# Kelly Pavlik vs. Bernard Hopkins HBO PPV Oct 18



## truebluefan (Oct 22, 2007)

http://www.boxingforum.com/boxing-u...y-pavlik-vs-bernard-hopkins-10-18-08-hbo.html

You are invited to post with us during and after the ppv.


----------



## NikosCC (May 16, 2007)

You trying to steal our Posters TBF lol nah this is going to be a great card. One of m friends is the preliminary fight Danny "Swift" Garcia.


----------



## Terry77 (Jan 5, 2007)

NikosCC said:


> You trying to steal our Posters TBF lol nah this is going to be a great card. One of m friends is the preliminary fight Danny "Swift" Garcia.


Cool shit

Hopkins just can't fade in this one, I think he can shut down Pavlik's 1-2. Pavlik won't be as fast at 170 and I doubt Hopkins will get in a barn burner with him.


----------



## truebluefan (Oct 22, 2007)

http://www.boxingforum.com/boxing-u...y-pavlik-vs-bernard-hopkins-10-18-08-hbo.html

Being discussed as the ppv goes on.


----------



## NikosCC (May 16, 2007)

Hopkins Won UD


----------



## Terry77 (Jan 5, 2007)

This really erases the perfomance against Calzaghe. Hopkins pwned Pavlik


----------



## MLS (Jul 18, 2007)

That erases the Calzaghe loss and both loses to Taylor.


----------



## ShadyNismo (Jun 18, 2007)

truebluefan said:


> http://www.boxingforum.com/boxing-u...y-pavlik-vs-bernard-hopkins-10-18-08-hbo.html
> 
> You are invited to post with us during and after the ppv.

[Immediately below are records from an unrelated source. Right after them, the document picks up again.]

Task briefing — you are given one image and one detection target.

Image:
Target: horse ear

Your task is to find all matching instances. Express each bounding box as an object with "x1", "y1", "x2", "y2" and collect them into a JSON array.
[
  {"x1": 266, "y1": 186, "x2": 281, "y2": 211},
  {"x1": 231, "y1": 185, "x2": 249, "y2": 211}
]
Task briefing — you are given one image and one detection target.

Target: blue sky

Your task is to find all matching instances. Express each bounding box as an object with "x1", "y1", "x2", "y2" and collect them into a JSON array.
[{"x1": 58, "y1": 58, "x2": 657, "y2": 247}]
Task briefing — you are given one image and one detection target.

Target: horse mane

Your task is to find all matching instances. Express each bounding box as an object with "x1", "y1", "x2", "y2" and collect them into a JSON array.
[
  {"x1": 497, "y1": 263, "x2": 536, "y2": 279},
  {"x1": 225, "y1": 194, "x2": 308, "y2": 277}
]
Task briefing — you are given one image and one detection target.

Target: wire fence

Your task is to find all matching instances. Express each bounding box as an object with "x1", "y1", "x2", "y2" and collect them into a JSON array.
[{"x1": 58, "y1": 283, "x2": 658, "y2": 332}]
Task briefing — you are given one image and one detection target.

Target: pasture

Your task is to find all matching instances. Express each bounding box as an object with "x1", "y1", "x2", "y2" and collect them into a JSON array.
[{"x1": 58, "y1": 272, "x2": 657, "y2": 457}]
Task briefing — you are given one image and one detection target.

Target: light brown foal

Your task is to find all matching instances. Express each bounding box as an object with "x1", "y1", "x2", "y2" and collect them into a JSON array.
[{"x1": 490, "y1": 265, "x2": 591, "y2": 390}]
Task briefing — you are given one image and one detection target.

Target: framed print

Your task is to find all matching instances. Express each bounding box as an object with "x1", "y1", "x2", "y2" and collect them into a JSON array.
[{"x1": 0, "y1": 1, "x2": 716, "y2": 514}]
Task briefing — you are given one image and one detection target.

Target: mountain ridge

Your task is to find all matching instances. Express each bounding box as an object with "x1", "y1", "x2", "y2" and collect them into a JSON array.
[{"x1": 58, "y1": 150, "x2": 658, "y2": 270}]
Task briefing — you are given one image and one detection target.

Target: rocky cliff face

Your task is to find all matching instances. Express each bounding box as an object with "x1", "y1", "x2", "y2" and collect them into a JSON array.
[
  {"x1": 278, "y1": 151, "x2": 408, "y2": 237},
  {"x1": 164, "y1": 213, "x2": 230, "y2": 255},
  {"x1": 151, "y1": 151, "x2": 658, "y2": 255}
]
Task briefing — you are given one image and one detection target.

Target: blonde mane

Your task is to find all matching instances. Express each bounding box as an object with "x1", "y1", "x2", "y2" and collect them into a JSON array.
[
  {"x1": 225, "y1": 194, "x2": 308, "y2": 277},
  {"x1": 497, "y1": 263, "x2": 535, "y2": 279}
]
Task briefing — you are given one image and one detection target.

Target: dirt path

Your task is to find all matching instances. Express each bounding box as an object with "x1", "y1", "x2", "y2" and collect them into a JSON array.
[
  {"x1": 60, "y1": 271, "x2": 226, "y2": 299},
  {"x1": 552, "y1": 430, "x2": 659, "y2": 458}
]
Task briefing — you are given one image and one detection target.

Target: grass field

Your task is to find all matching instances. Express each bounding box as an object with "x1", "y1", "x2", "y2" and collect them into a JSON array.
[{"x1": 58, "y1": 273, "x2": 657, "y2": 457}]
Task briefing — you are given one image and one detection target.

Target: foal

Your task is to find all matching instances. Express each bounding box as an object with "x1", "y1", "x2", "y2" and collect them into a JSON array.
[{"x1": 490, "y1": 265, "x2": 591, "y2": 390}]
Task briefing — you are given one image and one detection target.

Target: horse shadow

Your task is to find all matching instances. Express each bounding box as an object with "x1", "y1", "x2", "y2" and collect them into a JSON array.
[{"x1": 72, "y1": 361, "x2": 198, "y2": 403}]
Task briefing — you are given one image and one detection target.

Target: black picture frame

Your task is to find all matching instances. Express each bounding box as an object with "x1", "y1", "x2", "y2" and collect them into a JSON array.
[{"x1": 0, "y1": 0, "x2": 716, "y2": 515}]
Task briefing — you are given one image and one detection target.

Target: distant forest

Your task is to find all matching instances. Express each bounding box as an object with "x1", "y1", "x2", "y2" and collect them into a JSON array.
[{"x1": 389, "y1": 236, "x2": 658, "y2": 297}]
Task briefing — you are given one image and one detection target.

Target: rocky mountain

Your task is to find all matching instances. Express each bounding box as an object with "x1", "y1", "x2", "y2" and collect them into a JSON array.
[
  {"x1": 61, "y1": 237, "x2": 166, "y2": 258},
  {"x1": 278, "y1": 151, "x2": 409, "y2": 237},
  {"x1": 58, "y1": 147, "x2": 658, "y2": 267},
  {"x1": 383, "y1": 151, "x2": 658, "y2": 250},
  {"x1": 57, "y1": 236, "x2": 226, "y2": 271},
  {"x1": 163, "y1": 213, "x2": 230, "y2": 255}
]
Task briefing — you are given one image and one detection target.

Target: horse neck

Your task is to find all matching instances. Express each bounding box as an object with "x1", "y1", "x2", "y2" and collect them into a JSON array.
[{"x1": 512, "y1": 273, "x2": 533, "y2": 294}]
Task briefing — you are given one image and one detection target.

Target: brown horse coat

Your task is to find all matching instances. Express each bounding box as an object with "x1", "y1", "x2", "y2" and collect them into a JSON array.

dam dude ur a Admin in both forums? mad props man lol


----------



## NikosCC (May 16, 2007)

ShadyNismo said:


> dam dude ur a Admin in both forums? mad props man lol


Lol TBF is the manager of All Forums he is signed up to every forum at the bottom of the site.


----------



## brownpimp88 (Jun 22, 2006)

Bernard Hopkins was amazing. I've always respected him for how he carries himself out of the ring and how smart of a fighter he is, but he disappointed in the Calzaghe fight. Last night was just amazing. As a fan of them both, I was pretty happy with what happenend.


----------



## ShadyNismo (Jun 18, 2007)

NikosCC said:


> Lol TBF is the manager of All Forums he is signed up to every forum at the bottom of the site.


hahaah i did not know that, lets keep this between us lol. :confused05:


----------